Some notes on DERBY-3094

This note attempts to elaborate on some of the behaviors observed while studying DERBY-3094.

The problem

While running the following script, a NullPointerException occurs inside the generated bytecode.

create table xx (a double, b double);
insert into xx values (2, 3);
select a, a*(b/100.000000), count(*) from xx group by a, a*(b/100.000000); 

Here's a snip of the stack trace from the NPE:

java.lang.NullPointerException
        at org.apache.derby.exe.ac601a400fx0116x5cddx8367x000000107e400.e3(Unknown Source)
        at org.apache.derby.impl.services.reflect.DirectCall.invoke(ReflectGeneratedClass.java:145)
        at org.apache.derby.impl.sql.execute.ProjectRestrictResultSet.doProjection(ProjectRestrictResultSet.java:488)
        at org.apache.derby.impl.sql.execute.ProjectRestrictResultSet.getNextRowCore(ProjectRestrictResultSet.java:291)
        at org.apache.derby.impl.sql.execute.BasicNoPutResultSetImpl.getNextRow(BasicNoPutResultSetImpl.java:463)
        at org.apache.derby.impl.jdbc.EmbedResultSet.movePosition(EmbedResultSet.java:424)
        at org.apache.derby.impl.jdbc.EmbedResultSet.next(EmbedResultSet.java:368)
The problem occurs while executing the generated projection method.

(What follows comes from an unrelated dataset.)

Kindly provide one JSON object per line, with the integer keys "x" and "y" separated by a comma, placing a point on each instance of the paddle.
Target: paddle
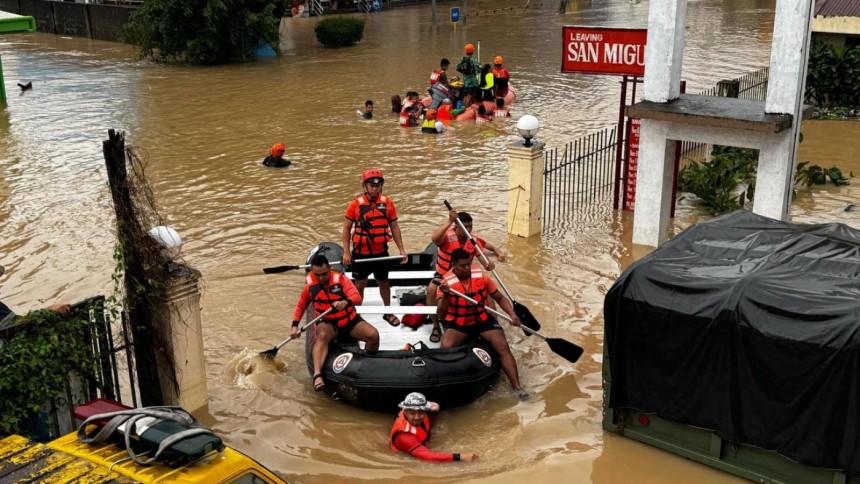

Interestingly, the following slight variations of the query do not exhibit the NPE:

select a, a*(b/100.000000), count(*) from xx group by a, b, a*(b/100.000000); 
select a, a*(b/100.000000), count(*) from xx group by a*(b/100.000000), a; 

The problem, abstractly

I believe that the preconditions for the problem are as follows: In this example, a*(b/100.000000) is the compound expression, and note that the problem occurs when we GROUP BY column a, but not column b, and a appears in the GROUP BY clause prior to a*(b/100.000000).

Examining the generated code

When debugging a problem which occurs in the execution of generated code, some extra steps are required. I used the techniques described at http://wiki.apache.org/db-derby/DumpClassFile to capture and examine the generated code.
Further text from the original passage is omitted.